Elves have, so far as we can tell, the same sexual organs as everybody else. Their clothes certainly cover up the same areas of the bodies. (This is quite odd, when you come to think about it, because sexual modesty implies a loss of innocence, and elves are free from original sin. But their souls and their bodies -- their fëa and their hröa -- are wired differently from those of mortal men, doomed to die.) According to custom, female elves are more likely to be healers, and male elves are more likely to be warriors, but there is no role that a female elf is prohibited from performing just because she's female. Nevertheless, there is an essential difference between the genders: if a male elf dies he always reincarnates in male form, and if a female elf dies, she always reincarnates in female form. (This, incidentally, is true of the gods Valar as well: although they are incorporeal and wear bodies when they have dealings with humans, some always wear male bodies and some always wear female bodies.)

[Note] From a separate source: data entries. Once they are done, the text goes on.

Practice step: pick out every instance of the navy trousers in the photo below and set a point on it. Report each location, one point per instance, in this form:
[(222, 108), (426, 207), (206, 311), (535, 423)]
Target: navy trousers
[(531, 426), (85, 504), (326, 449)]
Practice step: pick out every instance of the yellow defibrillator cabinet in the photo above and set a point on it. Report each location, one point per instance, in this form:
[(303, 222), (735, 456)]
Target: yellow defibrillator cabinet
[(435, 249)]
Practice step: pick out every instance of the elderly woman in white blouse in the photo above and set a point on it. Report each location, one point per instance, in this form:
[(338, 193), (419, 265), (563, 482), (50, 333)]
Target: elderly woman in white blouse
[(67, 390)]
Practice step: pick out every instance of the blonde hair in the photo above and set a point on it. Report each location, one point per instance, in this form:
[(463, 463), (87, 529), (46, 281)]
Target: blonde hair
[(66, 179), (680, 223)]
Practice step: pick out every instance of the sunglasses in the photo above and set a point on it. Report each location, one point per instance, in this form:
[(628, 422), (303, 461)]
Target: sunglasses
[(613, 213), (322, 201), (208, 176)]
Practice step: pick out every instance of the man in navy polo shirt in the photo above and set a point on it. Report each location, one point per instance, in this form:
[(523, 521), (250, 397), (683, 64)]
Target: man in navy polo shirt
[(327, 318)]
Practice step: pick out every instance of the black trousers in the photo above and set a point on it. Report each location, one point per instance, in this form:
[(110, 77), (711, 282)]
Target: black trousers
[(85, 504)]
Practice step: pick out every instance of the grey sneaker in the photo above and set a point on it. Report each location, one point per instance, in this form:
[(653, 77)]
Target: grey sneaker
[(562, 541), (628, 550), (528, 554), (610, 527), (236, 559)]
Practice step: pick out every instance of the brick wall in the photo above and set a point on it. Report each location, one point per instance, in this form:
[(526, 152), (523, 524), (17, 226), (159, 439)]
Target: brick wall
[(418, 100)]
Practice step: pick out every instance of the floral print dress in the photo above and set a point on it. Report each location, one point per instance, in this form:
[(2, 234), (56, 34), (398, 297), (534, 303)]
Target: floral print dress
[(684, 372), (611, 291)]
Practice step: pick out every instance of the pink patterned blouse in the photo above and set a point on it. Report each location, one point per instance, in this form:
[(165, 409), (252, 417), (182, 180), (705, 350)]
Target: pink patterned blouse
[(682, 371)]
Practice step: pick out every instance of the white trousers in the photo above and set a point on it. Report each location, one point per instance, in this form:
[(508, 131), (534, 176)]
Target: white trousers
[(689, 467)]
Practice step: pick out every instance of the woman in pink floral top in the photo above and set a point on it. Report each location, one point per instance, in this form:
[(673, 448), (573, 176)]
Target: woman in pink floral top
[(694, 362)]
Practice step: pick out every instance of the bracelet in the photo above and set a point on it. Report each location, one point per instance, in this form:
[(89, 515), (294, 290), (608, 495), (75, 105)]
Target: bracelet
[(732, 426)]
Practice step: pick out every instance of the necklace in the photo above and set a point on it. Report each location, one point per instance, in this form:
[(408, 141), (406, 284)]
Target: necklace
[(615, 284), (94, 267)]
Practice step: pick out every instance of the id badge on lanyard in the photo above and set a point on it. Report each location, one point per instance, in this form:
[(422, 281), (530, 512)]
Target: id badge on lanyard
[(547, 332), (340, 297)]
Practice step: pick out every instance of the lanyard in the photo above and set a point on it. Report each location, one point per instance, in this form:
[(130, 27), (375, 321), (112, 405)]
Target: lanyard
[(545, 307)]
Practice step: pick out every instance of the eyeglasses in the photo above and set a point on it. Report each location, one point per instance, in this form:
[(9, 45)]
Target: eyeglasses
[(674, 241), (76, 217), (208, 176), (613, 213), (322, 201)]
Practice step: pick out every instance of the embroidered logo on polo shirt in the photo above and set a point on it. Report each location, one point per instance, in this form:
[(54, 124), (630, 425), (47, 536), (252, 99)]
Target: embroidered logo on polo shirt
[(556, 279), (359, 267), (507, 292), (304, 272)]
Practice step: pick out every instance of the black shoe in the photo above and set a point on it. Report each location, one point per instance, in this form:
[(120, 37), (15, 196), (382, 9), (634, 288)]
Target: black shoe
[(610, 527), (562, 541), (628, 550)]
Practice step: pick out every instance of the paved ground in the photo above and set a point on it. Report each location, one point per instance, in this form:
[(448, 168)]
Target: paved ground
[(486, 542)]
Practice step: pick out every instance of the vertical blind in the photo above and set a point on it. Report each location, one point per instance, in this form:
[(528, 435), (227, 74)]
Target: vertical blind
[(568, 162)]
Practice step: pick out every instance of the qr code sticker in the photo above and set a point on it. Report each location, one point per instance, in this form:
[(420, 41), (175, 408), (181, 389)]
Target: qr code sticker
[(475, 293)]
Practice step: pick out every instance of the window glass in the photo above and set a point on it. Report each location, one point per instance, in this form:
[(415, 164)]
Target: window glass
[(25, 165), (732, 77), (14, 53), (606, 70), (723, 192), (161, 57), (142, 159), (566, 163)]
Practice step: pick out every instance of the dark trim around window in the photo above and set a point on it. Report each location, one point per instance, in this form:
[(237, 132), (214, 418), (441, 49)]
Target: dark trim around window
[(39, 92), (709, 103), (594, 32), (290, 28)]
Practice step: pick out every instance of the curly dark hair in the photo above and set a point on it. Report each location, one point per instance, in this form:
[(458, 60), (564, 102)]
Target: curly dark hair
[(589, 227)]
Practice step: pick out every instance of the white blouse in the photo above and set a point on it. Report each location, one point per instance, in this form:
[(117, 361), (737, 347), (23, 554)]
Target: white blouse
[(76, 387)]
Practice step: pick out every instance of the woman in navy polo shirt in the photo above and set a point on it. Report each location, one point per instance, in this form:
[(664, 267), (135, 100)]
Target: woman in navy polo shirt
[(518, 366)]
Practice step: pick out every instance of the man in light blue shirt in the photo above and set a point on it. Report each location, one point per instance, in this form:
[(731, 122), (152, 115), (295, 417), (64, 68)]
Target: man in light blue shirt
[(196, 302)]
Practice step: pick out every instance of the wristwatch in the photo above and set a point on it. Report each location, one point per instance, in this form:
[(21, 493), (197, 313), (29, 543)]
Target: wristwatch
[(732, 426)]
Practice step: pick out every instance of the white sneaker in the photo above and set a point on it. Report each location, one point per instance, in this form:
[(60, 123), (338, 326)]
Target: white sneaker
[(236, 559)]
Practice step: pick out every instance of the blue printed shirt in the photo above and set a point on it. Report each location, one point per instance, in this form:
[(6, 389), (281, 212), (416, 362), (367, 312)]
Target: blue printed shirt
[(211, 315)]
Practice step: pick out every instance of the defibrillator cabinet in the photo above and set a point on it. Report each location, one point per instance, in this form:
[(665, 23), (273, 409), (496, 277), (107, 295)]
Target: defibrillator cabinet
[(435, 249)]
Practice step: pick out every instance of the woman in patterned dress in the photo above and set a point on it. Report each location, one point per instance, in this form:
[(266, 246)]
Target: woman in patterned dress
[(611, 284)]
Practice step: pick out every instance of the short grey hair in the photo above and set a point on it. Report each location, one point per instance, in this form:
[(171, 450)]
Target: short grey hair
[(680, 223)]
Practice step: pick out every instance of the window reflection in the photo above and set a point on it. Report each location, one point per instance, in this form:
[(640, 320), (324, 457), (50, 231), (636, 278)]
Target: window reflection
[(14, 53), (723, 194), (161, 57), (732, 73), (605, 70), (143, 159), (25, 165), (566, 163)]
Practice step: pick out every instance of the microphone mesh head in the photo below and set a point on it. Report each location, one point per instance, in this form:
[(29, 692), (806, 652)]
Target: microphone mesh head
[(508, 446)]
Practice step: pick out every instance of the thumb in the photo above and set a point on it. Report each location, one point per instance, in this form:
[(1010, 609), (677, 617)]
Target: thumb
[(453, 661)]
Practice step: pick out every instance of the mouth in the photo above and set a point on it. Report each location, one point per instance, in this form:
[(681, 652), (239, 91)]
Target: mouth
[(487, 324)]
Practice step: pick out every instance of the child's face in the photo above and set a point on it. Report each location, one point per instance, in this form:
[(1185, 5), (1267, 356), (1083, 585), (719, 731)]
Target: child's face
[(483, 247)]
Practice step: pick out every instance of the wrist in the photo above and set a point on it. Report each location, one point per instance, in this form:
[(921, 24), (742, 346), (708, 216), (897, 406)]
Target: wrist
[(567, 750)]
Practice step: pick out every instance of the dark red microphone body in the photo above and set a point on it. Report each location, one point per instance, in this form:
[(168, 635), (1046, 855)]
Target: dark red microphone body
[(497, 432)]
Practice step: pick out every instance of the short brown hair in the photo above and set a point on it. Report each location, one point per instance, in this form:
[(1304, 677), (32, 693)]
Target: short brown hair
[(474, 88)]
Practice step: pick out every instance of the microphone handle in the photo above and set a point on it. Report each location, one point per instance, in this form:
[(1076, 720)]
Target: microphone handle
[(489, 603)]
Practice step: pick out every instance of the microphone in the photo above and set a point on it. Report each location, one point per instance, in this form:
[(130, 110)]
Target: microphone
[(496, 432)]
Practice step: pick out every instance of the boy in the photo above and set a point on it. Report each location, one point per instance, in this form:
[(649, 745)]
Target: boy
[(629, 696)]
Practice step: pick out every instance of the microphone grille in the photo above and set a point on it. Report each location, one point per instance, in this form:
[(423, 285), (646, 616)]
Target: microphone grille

The elves reproduce in the same way as all other mortals, although it is hard to imagine a hobbit doing it, isn't it? Elf marriages are like English "common law" marriages: the act of sexual intercourse is sufficient to make two elves married. In practice, the elves do perform solemn ceremonies of marriage and betrothal but it isn't the ceremonies which make the marriage. (By tradition, the brides mother gives the bridegroom a necklace to signify betrothal, a point which was presumably not lost on Aragorn.)
Elves marry for life. Since dead elves are reincarnated, it is pretty bad form for a widow or widower to remarry. Finwe did marry Indis after Miriel died, but that was a source of ill-feeling between Feanor and his half-brothers Fingolfin and Finarfin.
After they have had a few children, an elvish couple lose interest in sex, and dedicate themselves instead to other elvish pursuits: sitting in idyllic woods idyllic composing harp music about idyllically sitting in woods idyllically composing harp music; idyllically baking lembas; idyllically fighting genocidal wars about the ownership of magic gems. After their children have grown up, which takes millennia, they may actually live apart. There is really no such thing as elvish lust: affection, sexual desire and the bearing children go together, almost, one might say, like a horse and carriage. You really can't have one without the other.
Daily Mail readers believe that this is also how human sexuality works. But it isn't.